Please use the space provided to explain your answers to the questions above. You may also include additional comments for the author, including concerns about dual publication, research ethics, or publication ethics. (Please upload your review as an attachment if it exceeds 20,000 characters)

Reviewer #1: 1. Please describe the sites of metastasis in the 8 patients with Stage IV disease

2. Did LN status impact outcomes in the Stage III patients?

3. There is a mention of only using lung RT in cases where there was residual pulmonary disease after 6 weeks of systemic therapy. Does that mean that those patients with complete radiographic response did not get lung RT? It is important to highlight this point as this is a start contrast to the recommended therapy for lung metastasis in CCSK on NWTS/COG studies

4. Would recommend saying “margin status” rather than “envelope status”

5. Please provide data specifically about intraoperative tumor spill (as opposed to preoperative tumor rupture) as logically these are the cases that may have been possibly avoided with preoperative therapy.

6. Was tumor size correlated with intraoperative tumor rupture?

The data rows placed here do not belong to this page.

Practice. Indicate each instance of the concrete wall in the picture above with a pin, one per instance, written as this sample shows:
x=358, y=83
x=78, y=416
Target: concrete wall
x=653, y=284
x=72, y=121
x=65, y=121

7. Please discuss how this information may be informative for future clinical practice or clinical trial conduct. It appears that the area for potential improvement may be around those with Stage III disease who may warrant more intensive therapy such as modified UH-1 as is used for Stage IV disease?

8. Please provide numbers at risk for your Kaplan Meier Curves

Reviewer #2: This is a single institutional report on a tumor that has been largely described by cooperative group studies. While the series is large, this does not add anything additional from prior multi-institutional studies, and therapies employed are somewhat outdated. Well-written, but offers no new or insightful information.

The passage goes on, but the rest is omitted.